ホラーは大丈夫だが、本当にああいうのって、いるんだな。
俺の腕を抱くように、深弥美さんが後ろへと引っ張ってくる。
「……目を、つけられた。今日は入らないほうが、いいよ。泳がないと、暇だとは……思うけど」
「そうだなぁ……危なそうだし……今日は時間一杯深弥美さんを見てるよ」
「……」
背中を見せられる。
うーん、すごいな。日焼け、全然してないや。
きめ細やかな肌に、黒い水着がまた、エロいね。
「お尻も素晴らしい!」
「……えっち」
「はっ! 心の叫びを声に出してしまった」
それはさておき、深弥美さんに注意されて尚、湖に入ることはできない。女の方も俺に目を着けたみたいだしな、わざわざ危険な目に遭いに行くのはご遠慮願いたいね。
深弥美さんの隣に座って湖で遊んでいる人たちを見ている。
気分はあれだ、市民プールで一人高台の上から水着姿をチェックする人の気分だ。
ああいう人がいなければ、溺れた人が助からないからな。
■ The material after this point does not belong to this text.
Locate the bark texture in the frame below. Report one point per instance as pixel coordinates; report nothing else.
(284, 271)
暑い中本当に良くやってくれていると思う。
「ん?」
湖面を激しく叩いている両手があった。
「誰か溺れてる! くそっ!」
「……待って」
他に気付いている人はいないようだ……そう思って走りだした俺に深弥美さんが抱きついてくる。
危うく二人でこけそうになったのを何とか押しとどめた。
「深弥美さん、危険だって言うのはわかっているけど、だからと言って見捨てるのは……」
「……よく、見て」
「?」
俺達よりも近くに居そうな人たちはあれだけ湖面を叩いていると言うのに、気付いていないようだ。
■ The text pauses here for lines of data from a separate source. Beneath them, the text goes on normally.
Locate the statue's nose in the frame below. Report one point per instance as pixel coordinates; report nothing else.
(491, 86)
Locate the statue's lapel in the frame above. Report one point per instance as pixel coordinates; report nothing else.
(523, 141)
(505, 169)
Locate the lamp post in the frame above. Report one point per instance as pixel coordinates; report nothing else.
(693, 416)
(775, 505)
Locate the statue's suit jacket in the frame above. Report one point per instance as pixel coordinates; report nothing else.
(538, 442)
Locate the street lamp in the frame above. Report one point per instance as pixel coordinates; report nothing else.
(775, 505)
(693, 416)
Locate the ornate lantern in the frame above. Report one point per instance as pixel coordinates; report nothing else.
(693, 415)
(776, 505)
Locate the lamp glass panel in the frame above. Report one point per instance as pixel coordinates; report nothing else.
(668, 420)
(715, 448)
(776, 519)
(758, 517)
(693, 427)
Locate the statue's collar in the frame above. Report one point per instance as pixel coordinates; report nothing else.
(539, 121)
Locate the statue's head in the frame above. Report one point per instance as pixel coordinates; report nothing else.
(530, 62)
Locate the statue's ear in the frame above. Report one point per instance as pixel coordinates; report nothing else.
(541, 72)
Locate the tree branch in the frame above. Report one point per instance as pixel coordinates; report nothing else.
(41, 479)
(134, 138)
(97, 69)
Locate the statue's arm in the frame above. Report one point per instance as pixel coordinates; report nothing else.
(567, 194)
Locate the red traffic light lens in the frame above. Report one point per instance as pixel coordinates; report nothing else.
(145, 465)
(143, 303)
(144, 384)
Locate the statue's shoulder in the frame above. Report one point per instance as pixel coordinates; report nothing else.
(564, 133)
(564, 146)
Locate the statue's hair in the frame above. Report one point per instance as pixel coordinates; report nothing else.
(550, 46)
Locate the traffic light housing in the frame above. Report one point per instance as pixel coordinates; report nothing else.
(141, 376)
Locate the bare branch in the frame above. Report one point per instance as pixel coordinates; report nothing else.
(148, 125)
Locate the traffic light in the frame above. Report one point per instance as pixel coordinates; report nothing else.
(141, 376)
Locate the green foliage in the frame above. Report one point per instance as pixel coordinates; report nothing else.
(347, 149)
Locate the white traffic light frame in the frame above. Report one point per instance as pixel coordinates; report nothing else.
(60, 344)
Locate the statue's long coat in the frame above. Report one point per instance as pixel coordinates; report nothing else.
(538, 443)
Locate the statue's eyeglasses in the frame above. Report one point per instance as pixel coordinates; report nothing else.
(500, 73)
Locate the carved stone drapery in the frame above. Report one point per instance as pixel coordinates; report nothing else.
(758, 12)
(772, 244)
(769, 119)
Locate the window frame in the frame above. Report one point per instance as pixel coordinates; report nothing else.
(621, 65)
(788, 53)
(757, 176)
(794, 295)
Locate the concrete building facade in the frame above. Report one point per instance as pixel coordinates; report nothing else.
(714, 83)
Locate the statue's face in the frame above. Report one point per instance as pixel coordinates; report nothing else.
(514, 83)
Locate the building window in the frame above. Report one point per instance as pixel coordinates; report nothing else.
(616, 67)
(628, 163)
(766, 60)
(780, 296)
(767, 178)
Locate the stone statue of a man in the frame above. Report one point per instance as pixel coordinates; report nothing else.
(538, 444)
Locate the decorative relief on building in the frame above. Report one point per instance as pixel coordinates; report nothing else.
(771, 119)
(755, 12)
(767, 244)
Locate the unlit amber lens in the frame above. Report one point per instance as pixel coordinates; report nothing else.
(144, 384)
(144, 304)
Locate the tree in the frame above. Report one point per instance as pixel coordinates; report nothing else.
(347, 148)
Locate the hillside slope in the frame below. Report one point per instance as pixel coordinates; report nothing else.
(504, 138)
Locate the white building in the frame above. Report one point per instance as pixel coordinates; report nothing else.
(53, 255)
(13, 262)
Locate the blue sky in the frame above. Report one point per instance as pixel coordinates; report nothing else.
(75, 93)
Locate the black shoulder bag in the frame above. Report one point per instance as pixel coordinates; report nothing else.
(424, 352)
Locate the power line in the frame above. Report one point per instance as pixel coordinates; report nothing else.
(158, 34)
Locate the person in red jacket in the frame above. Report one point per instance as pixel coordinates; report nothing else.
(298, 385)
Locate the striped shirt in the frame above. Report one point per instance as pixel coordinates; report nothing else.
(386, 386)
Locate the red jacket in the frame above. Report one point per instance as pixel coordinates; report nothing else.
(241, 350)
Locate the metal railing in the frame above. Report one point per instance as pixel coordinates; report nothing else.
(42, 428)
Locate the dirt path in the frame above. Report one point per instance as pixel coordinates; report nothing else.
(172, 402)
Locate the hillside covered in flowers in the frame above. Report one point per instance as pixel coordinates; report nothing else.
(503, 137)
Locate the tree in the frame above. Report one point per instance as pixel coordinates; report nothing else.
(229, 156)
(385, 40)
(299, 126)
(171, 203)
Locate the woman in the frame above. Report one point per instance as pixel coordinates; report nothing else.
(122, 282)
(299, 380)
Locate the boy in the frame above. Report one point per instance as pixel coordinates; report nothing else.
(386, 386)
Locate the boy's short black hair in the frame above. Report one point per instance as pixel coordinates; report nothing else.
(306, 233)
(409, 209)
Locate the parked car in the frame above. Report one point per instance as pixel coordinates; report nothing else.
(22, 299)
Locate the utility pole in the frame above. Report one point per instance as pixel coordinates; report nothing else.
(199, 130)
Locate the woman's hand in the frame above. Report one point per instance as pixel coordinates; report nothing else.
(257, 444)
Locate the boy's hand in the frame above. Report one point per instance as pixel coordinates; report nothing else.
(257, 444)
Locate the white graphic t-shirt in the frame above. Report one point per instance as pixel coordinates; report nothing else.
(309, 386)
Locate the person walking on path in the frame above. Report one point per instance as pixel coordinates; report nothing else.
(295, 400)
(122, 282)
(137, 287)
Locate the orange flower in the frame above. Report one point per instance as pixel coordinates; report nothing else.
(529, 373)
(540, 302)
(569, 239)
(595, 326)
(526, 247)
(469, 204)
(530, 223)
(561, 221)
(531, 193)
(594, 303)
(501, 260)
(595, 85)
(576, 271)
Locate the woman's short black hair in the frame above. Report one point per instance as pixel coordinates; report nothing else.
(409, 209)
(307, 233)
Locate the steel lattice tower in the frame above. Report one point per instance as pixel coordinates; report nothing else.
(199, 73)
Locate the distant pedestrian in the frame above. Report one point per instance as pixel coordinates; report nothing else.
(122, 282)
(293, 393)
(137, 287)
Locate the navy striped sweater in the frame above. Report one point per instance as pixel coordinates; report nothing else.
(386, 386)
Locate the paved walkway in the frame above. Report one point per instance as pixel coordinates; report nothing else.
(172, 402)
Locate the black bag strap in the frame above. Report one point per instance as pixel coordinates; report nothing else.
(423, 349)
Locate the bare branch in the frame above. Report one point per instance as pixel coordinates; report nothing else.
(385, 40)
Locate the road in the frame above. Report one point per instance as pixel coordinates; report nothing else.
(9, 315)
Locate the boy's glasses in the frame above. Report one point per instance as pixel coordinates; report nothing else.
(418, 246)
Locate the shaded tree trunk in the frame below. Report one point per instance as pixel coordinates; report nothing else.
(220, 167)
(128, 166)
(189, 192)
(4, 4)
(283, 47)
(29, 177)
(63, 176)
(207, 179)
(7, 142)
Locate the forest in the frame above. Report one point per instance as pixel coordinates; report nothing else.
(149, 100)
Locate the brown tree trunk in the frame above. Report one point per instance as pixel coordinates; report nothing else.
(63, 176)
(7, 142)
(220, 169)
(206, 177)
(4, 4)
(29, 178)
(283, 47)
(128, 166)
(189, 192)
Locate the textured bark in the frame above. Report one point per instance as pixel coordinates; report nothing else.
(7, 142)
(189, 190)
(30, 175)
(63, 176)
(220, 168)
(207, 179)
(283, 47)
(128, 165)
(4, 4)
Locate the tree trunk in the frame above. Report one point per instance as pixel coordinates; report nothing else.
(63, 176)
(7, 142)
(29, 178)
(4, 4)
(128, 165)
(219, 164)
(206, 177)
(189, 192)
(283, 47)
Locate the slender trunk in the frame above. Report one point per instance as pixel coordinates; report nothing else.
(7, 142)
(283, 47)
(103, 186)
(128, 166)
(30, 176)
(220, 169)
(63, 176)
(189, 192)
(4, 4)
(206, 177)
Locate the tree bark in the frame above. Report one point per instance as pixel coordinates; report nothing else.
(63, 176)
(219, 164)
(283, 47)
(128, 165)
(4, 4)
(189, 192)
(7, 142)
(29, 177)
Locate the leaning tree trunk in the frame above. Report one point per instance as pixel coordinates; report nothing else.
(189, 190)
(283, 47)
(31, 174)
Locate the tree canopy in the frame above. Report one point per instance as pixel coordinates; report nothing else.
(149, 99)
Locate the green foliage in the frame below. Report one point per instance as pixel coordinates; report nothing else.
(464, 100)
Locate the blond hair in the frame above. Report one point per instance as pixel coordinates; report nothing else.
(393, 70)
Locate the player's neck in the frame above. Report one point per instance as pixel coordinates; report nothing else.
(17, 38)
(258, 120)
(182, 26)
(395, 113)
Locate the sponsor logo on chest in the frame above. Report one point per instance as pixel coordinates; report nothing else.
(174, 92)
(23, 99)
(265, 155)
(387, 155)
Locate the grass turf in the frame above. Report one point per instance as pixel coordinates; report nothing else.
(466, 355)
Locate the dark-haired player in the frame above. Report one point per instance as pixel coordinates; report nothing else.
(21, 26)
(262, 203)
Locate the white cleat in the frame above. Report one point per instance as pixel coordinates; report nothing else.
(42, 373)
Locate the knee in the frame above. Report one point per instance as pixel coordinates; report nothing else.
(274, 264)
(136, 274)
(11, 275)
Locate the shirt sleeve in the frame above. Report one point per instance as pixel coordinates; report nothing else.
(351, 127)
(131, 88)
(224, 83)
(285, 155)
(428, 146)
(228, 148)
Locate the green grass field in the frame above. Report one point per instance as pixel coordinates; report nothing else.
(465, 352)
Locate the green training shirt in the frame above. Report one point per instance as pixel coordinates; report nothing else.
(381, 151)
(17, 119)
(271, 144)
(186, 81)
意図的に無視しているのか……そうではない、見えていないようだ。
「何だよ、あれ……」
俺は幻覚を見ている気分になった。
「……えいっ」
近くにあった石を深弥美さんは軽く投げる。距離があったのに、投げられた石は溺れていそうな何かに見事に当たった。
「あれ? 今何か音がしなかった?」
「魚じゃないの?」
やっぱり、聞こえていなかったらしい。
俺がぽかんと湖面を見ていたら、空間が割れるような音がした。
例えようの無い音を発したのは俺の隣人だ。
一体何事かと隣を見れば、いつもと様子が違っていたりする。
「……冬治に、冬治に……ちょっかい出す奴は……」
深弥美さんはいつだか、俺が夢の中で見た大がまを振りあげている。そして、投げつけた。
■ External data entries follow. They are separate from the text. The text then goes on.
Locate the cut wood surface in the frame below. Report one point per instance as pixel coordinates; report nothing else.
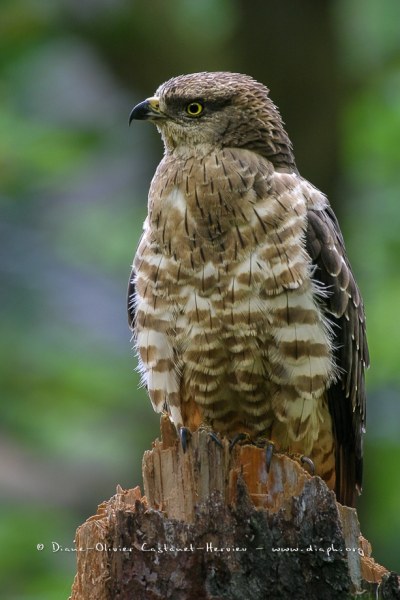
(213, 524)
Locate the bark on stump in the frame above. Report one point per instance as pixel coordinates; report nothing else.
(213, 525)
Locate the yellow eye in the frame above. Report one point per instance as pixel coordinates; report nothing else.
(194, 109)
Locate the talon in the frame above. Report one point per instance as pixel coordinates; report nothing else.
(215, 439)
(184, 434)
(269, 452)
(309, 462)
(237, 438)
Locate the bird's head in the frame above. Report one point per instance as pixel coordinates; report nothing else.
(203, 111)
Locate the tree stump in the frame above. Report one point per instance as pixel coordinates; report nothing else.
(214, 525)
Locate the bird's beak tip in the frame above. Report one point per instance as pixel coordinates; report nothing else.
(148, 109)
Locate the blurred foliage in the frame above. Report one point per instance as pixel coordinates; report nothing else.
(73, 187)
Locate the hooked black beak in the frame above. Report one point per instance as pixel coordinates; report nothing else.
(148, 109)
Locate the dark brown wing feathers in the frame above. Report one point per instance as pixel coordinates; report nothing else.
(344, 309)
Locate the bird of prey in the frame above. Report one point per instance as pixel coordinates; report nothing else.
(245, 312)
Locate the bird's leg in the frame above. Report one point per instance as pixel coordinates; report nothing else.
(214, 436)
(269, 452)
(184, 436)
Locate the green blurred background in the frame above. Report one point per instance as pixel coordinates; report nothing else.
(73, 188)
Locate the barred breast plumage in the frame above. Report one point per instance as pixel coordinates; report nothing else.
(230, 322)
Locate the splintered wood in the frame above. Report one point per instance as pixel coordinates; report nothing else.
(176, 481)
(213, 524)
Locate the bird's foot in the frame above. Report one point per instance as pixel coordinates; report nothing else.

先ほど石を放り投げた場所に鎌が突き刺さり、断末魔が聞こえてくる。
「……酷い目に遭う」
「……あのさ、最初からこうすれば良かったのでは? ああ、何か考えがあったのか」
俺の疑問に対し、彼女は黙りこむ。
「……うん、さっさとこうしておけばよかった」
二学期以降、友達に深弥美さんと湖でデートしてきたと言ったら、お化けが出ると有名な場所だった。
行くのは観光客ぐらいで、地元の人達は寄りつかないらしい。
何でも、女の幽霊で自分の気に入った(どうやら元彼氏に似ている男をさらうらしい)男を溺れさせるのだそうだ。
「無事に帰って来れて良かったねー」
「ないない、白取君が襲われることはあり得ないよー」
「まぁな。俺には最高の彼女がいるからね。出たとしてもお茶の子さいさいだぜ?」
幽霊を見たとも言えないので、適当に話をあわせて俺は隣の席の彼女を見た。
「……例えが、何だか恥ずかしい」
深弥美さんは俺と目を合わせるとそっぽを向いた。